Text is utilised variously and is sometimes made more impressionistic than perhaps intended by the unkind acoustics of the space, where only those close to a speaker, or among those the speaker is facing, can hope to hear every word – unless someone else is simultaneously walking on the wooden floor in hard-soled shoes that obliterate key words and syllables.
Not that there is an evolving narrative or developing characters for us to tune into and identify with. Those who pre-read the production page or found the info on Facebook will be aware that – in response to the question: How does money affect your world? – the actors brought bits of ‘found’ text as offers to the devising process. “All of the text in this show has been gathered from our experience of the world: NFT spam, sugar daddy DM’s, declined eftpos receipts, the back of an old coupon. It’s got interviews with our mates, politicians and Kardashians.”
With no playwright(s) or dramaturg(s) credited in the team, the potential for such raw material to be curated in a way that draws us in through empathy, as it comes together as more than the sum of it parts, is not realised.
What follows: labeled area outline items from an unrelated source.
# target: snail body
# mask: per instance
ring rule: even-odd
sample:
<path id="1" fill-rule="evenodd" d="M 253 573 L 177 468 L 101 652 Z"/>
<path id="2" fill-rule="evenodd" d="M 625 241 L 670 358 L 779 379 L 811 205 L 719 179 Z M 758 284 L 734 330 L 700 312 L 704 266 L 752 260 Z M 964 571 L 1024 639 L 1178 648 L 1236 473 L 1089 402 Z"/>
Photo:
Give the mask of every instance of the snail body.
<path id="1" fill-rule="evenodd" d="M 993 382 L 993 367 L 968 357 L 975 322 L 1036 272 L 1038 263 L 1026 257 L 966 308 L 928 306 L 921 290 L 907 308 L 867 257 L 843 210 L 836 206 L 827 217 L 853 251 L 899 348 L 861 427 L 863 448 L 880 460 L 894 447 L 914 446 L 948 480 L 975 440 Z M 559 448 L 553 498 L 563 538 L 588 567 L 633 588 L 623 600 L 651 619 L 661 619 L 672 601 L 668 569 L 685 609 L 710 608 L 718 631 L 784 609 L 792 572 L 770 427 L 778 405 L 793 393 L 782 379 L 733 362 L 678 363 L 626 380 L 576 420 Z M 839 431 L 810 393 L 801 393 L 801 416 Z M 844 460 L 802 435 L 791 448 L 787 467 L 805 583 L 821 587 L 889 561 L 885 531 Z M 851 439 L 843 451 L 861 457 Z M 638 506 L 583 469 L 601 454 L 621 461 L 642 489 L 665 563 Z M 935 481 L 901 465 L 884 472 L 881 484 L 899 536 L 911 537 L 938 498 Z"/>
Instead, as I’ve said, we catch snippets, impressions – which we may recognise and relate to. And the way some segments are dramatised is indeed impressive.
The overall impression is of a generation adrift in the swirls and currents of a sometimes stormy sea, over which they have no control. While lack of money denies them access to certain privileges, like a square meal let alone decent flat to rent, they are bombarded with platitudes about how to get on in the world, promises of greater fulfilment, urgent messages about grabbing goods and opportunities while special opportunities last … A standout sequence presents a marketing campaign as aggressive martial arts confrontation.
Other segments and imagery – like the back lit mannequin torsos, for example – are more obscure and/or randomly assembled, which does feel familiar to those of us who spend lengthy periods on our devices, scrolling through social media posts and tapping on random links without locking onto something of substance for fear there might be something better further on. And the satisfaction level is about the same.
There is no doubt devising and performing Follow the Money has been an enriching learning experience for this Long Cloud Youth Theatre ensemble, and witnessing the commitment, skills and joy they bring to their hour on stage is a pleasure in itself. But just as they may feel on the outside looking in to a more fulfilling life they’re being excluded from, so too may their audience feel there is more going on in the hearts and minds of the performers than is being shared with them.